# Topbox mini kit confusion.



## Boeriemore (24/2/16)

I have just taken delivery of this kit as well as two batteries.
The manual, translated from Chinese, is somewhat confusing and I need a magnifying glass to read it. It states that the kit comes without batteries AND charger. Surely the charger is built into the mod? Anyway, I have it connected to the USB cable to re-charge but there is no indication on the display to suggest that it is in fact charging. Is there anyone who can advise? Am I doing something wrong?


----------



## Stosta (24/2/16)

Boeriemore said:


> I have just taken delivery of this kit as well as two batteries.
> The manual, translated from Chinese, is somewhat confusing and I need a magnifying glass to read it. It states that the kit comes without batteries AND charger. Surely the charger is built into the mod? Anyway, I have it connected to the USB cable to re-charge but there is no indication on the display to suggest that it is in fact charging. Is there anyone who can advise? Am I doing something wrong?


If the battery is in the mod, and the cable is plugged in it should charge, that is all you need. Sure it's the right type of cable? (midi or mini).


----------



## shaunnadan (24/2/16)

check that the battery is in the mod in the correct orientation and that the mod switches on. if thats all right then the micro usb port needs at least a decent 1A charger for it to charge.

the battery indicator on the screen should change to display that it is charging.

Reactions: Agree 1


----------



## Boeriemore (24/2/16)

Stosta said:


> If the battery is in the mod, and the cable is plugged in it should charge, that is all you need.
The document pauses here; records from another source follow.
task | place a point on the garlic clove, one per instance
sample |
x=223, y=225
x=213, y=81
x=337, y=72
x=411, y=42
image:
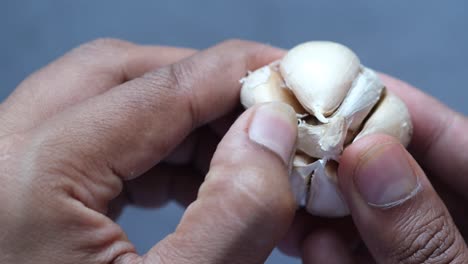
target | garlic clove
x=325, y=199
x=390, y=117
x=266, y=85
x=361, y=98
x=303, y=167
x=320, y=74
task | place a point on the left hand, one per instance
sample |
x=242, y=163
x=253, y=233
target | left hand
x=100, y=124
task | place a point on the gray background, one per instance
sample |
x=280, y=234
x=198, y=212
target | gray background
x=421, y=41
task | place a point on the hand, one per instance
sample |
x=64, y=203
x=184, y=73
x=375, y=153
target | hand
x=395, y=209
x=75, y=134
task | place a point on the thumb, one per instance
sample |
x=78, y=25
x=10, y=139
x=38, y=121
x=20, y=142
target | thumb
x=245, y=205
x=400, y=217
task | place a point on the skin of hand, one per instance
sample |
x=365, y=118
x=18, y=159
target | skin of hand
x=112, y=123
x=99, y=128
x=398, y=215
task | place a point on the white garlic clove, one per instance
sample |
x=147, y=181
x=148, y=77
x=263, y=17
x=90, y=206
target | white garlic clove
x=324, y=198
x=320, y=74
x=266, y=85
x=361, y=98
x=323, y=140
x=303, y=167
x=391, y=117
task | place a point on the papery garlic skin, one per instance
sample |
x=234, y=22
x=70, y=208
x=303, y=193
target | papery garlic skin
x=338, y=101
x=267, y=85
x=320, y=74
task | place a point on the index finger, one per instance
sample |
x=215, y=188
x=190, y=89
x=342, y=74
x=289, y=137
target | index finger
x=439, y=141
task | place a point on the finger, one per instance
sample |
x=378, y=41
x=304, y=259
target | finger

Sure it's the right type of cable? (midi or mini).



I have just discovered that the problem is in the AC/DC adapter. Plugged into my PC, it is now charging. Thanks to all for the intended help.

Reactions: Winner 1


----------



## shaunnadan (24/2/16)

Boeriemore said:


> I have just discovered that the problem is in the AC/DC adapter. Plugged into my PC, it is now charging. Thanks to all for the intended help.




cool stuff 

just a personal recommendation. get a dedicated charger instead of your pc usb port. most pc usb ports push out only 0.5A and there has been incidents of damage to mods.

Reactions: Agree 2


----------



## Boeriemore (25/2/16)

shaunnadan said:


> cool stuff
> 
> just a personal recommendation. get a dedicated charger instead of your pc usb port. most pc usb ports push out only 0.5A and there has been incidents of damage to mods.


What about plugging the USB cable into a AC/DC wall adapter (not a faulty one that I was trying to use)?


----------



## Stosta (25/2/16)

Boeriemore said:


> What about plugging the USB cable into a AC/DC wall adapter (not a faulty one that I was trying to use)?


Personally I think it isn't ideal, but it is a decent place to start. If the vaping bug bites you (and I would bet it would), then you will want a spare battery anyway, and then its best to get a decent external charger, so you can charge overnight safely, and have two batteries ready for you every morning.


----------



## Boeriemore (25/2/16)

Stosta said:


> Personally I think it isn't ideal, but it is a decent place to start. If the vaping bug bites you (and I would bet it would), then you will want a spare battery anyway, and then its best to get a decent external charger, so you can charge overnight safely, and have two batteries ready for you every morning.



I did buy two batteries but with only one mod I cannot use it while battery is charging. Been vaping for five years now. Started with the Twisp eGo. Vaping has come a long way since then.

Reactions: Agree 1


----------



## Stosta (25/2/16)

Boeriemore said:


> I did buy two batteries but with only one mod I cannot use it while battery is charging. Been vaping for five years now. Started with the Twisp eGo. Vaping has come a long way since then.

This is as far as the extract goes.